Родилась я в Бессарабии. Когда в драматической школе И. В. Массалитинов спросил о моей национальности, я ответила: «Отец — немец, мать — молдаванка, я —русская». Почему пошла на сцену? Мне кажется, что в людях со смешанной кровью есть всегда неуемное беспокойство. Может быть, потому. А может быть и потому, что жизнь, в особенности в ранней молодости, казалась мне скучной.
Образы «не жизни» всегда были во мне. Образ театра возник и остался, когда увидела первое представление. Мне было тогда 11 лет. Спектакль назывался «Измаил». Когда открылся красный занавес с золотыми кистями, в какой-то необыкновенной комнате появился человек в необыкновенном кафтане, и необыкновенным голосом этот человек сказал: «Зофи». Теперь-то я расшифровываю: в случайном «павильоне» второй характерный актер (сейчас я даже убеждена, что он был и пьяницей к тому же: уж очень он хрипел), в кафтане из костюмерной, произнес это слово. И слово это было Софи, а не Зофи. Но именно оно, это слово, и произвело на меня впечатление необыкновенного.
На другой день я пришла в гимназию, украсив свою голову ярко-розовой лентой и так просидела в этой ленте три урока, пока классная дама не спросила: «Бирман, ты именинница?» — «Нет». — «Пойди немедленно сними этот ужасный розовый бант, я терпела его только потому, что думала — ты именинница».
В 18 лет, после окончания гимназии, я приехала в Москву Поступила в драматическую школу А. П. Адашева и на историко-философские курсы Герье, на исторический факультет. Я совмещала эти два занятия три года — не доверяла своему праву быть на сцене. Окончила школу, бросила курсы, поступила в Художественный театр сотрудницей. Должна сказать, приняли меня неохотно. Вспоминаю с большой и сердечной благодарностью имя К. С. Станиславского, который сказал мне в это время приветное слово. Он поддерживал меня в самое трудное время, когда у меня, выражаясь на театральном жаргоне, не было актерского позвонка. Он занял меня, «беспозвоночное» существо, в первой большой роли Гортензии в «Хозяйке Гостиницы». Он же первый поручил мне педагогическую работу в огромной школе и даже поручал кое-какие занятия с моими товарищами. Не знаю, признает ли он меня своей ученицей, я с гордостью называю его моим учителем.

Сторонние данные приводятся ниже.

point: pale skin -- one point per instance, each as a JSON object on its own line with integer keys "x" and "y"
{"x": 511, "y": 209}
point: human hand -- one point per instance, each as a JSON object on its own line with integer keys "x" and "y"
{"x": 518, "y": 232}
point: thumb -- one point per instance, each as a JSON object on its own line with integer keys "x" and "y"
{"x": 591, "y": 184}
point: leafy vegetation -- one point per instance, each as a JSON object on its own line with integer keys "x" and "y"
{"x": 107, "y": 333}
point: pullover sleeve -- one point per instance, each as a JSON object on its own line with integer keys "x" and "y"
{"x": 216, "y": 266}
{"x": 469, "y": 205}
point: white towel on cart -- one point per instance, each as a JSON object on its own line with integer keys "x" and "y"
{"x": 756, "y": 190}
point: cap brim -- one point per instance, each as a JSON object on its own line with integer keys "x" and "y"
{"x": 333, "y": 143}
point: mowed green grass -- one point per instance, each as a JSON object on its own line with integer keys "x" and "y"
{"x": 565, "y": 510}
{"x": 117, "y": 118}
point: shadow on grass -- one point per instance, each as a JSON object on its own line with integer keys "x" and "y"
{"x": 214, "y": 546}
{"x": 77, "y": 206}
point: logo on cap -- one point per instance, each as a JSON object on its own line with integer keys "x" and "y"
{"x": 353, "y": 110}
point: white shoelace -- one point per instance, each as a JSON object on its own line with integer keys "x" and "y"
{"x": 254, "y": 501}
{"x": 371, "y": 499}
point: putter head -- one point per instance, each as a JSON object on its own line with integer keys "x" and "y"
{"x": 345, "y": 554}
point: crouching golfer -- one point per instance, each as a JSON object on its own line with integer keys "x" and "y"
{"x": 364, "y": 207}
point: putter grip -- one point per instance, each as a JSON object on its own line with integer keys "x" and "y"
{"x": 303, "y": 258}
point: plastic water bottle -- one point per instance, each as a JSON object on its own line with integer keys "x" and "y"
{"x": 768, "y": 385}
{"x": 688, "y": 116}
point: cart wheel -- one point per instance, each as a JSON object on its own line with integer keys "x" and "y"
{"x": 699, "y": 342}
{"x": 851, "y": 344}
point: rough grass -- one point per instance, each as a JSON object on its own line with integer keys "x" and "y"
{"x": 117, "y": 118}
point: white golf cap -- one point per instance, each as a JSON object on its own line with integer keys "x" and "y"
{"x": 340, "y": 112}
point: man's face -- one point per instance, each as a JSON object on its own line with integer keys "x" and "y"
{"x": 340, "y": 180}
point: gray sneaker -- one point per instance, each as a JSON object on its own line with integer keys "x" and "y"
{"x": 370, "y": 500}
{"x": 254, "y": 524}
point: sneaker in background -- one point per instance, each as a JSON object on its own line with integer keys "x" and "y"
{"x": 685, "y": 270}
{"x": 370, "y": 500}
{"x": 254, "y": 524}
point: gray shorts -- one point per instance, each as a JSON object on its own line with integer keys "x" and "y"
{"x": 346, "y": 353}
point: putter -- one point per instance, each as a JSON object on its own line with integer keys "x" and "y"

В 1913 г. открылась 1-я студия МХАТ «Гибелью Надежды». Действительно, смешно, что «Гибелью Надежды» начался наш театр и наши надежды. Путь театра, его цели, его мысли — мне дороги. Он слышит жизнь. В нем есть чувство гражданина-актера и чувство обязанности актера.
В искусстве ценно то, что приходит к актеру само собой из страны неведомой, страны, где по выражению Алексея Толстого, столько «невидимых форм и неслышимых звуков». Из этой страны приходят удачные образы. Ремесло актера ценно, как средство передачи этих образов.
Над ролями работаю на улице и в переулках, да, кажется, и все мысли, от которых останется какой-нибудь прок, приходят ко мне на улице. Не могу назвать любимой роли. Не сохраняю верности ни к одной. Но каждую люблю в ее правдивые минуты.
На сцене я, не считая школы, 14 лет. За это время сыграла очень немного ролей. Но все же те немногие роли, которые я сыграла в МХАТ 1-м и в МХАТ 2-м, дали возможность ощутить грани драмы и комедии. Менее скрытным, но более верным все же будет, если скажу: грани траги-фарса.
Мне случалось приближаться к писательскому и тревожному, порой очень мучительному процессу творчества в работе режиссерской, если этим словом я могу назвать свою работу над «Любовью книгой золотой» Ал. Толстого, которую я вела самостоятельно, и над «Петербургом» Андрея Белого, который я вела с двумя своими товарищами А. И. Чебаном и В. Н. Татариновым.
Большие театральные люди умели чувствовать глубоко и умели говорить театру пылко слова любви. Они были велики, и театр выслушивал их с благодарностью. В наши дни новые слова только рождаются. Старая терминология отработана. Какими же новыми словами могу я сказать: «люблю» театру.
Бирман С. Серафима Германовна Бирман // Актеры и режиссеры. М.: Современные проблемы. 1928.